Randolph GR, Hagler DJ, Connolly HM, et al: Intraoperative transesophageal echocardiography during surgery for congenital heart defects, J Thorac Cardiovasc Surg 124:1176–1182, 2002.
CASE 7-6
Primum atrial septal defect with previous atrioventricular canal defect repair
The patient, a 29-year-old woman, who had an atrioventricular canal defect repaired as a child, presents with increasing shortness of breath, and on TTE was found to have a residual left-to-right shunt at the atrial level, most likely from a residual atrial septal defect. Mitral regurgitation and a persistent left superior vena cava were also present.
Comments
This case illustrates the utility of intraoperative TEE guidance during surgery for complex congenital heart disease.
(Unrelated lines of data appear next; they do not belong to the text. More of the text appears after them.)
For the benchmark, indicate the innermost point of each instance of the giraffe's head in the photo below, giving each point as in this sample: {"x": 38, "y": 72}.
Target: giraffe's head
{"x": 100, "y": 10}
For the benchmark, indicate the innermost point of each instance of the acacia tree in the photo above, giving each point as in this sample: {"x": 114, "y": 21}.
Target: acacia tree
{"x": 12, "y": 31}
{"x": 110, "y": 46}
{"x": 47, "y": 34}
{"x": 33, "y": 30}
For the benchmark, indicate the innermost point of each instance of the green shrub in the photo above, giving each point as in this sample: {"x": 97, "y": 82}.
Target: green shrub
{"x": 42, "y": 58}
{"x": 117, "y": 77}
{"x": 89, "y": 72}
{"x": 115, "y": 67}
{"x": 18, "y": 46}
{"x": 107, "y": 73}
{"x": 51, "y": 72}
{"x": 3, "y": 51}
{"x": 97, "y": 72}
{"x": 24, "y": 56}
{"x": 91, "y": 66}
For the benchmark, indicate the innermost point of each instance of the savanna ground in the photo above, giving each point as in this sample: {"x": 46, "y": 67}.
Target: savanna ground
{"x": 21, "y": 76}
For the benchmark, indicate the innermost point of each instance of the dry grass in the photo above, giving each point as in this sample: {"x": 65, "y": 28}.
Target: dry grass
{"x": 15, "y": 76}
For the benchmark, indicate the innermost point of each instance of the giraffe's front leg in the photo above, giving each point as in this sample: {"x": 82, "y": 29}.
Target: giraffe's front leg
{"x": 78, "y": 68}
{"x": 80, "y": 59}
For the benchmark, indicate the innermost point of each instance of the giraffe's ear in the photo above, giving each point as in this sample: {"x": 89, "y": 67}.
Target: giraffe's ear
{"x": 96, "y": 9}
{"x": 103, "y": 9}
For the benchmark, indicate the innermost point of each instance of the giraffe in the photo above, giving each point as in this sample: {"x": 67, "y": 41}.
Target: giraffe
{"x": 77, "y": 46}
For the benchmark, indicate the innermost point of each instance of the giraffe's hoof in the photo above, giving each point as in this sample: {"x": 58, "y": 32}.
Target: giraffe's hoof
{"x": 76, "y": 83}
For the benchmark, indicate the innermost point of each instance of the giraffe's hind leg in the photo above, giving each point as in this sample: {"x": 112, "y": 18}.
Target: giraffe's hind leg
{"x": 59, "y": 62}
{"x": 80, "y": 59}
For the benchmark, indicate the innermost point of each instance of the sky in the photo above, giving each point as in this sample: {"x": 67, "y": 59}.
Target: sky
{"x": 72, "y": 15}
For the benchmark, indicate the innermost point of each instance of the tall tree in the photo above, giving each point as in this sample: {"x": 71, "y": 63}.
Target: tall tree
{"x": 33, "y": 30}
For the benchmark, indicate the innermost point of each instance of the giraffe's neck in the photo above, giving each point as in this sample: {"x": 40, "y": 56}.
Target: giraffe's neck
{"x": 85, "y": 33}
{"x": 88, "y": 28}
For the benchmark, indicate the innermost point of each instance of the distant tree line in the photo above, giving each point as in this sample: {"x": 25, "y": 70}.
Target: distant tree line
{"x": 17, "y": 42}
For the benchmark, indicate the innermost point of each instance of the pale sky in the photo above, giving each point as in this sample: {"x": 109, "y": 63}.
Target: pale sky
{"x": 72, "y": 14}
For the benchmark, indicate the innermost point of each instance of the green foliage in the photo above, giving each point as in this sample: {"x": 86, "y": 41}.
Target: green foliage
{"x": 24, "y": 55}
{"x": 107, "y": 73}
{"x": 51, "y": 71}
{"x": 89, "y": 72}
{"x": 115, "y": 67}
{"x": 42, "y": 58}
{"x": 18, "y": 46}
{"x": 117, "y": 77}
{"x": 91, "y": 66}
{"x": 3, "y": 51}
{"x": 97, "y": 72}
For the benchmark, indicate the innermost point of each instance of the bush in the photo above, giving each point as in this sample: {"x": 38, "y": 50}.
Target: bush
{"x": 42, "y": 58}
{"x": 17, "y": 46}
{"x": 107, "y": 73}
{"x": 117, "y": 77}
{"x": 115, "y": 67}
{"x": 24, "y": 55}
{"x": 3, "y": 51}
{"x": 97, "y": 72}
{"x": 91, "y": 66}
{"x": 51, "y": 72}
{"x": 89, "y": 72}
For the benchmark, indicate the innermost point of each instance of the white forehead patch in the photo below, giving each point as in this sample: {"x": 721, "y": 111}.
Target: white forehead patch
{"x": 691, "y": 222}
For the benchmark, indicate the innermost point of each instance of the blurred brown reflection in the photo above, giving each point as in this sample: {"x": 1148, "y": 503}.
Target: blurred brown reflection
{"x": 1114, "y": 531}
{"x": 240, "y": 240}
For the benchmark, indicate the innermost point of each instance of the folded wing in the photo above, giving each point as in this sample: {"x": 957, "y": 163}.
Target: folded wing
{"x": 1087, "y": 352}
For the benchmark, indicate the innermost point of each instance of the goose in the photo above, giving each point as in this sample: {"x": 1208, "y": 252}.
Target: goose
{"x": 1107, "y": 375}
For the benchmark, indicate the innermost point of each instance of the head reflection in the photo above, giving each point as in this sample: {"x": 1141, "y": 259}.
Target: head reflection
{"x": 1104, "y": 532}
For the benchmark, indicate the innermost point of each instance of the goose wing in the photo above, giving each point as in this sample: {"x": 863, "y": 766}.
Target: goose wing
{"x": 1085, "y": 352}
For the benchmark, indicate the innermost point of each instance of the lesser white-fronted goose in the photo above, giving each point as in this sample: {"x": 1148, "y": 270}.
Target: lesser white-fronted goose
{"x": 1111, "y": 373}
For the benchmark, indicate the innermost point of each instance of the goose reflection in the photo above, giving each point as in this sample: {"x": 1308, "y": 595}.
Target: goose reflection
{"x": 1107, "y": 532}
Recognition of subaortic obstruction due to the annuloplasty ring impinging on the narrow LV outflow tract in this patient with a history of an AV canal defect resulting in prompt correction at the same surgical procedure.
Suggested reading
- 1.
De Mey N, Couture P, Denault AY, et al: Subaortic stenosis after atrioventricular septal defect repair, Anesth Analg 113:236–238, 2011.
- 2.
Kutty S, Smallhorn JF: Evaluation of atrioventricular septal defects by three-dimensional echocardiography: benefits of navigating the third dimension, J Am Soc Echocardiogr 25(9): 932–944, 2012.
CASE 7-7
Sinus venosus atrial septal defect
This 34-year-old man presented with increasing fatigue, shortness of breath, and palpitations. After an episode of atrial fibrillation, he underwent echocardiography, which showed a probable ASD with moderate right ventricular and right atrial enlargement. TEE demonstrated the anatomy of the sinus venosus defect, with a maximum diameter of 2.4 cm. Right heart catheterization showed normal right heart pressures with a Qp:Qs ratio of 2.5:1.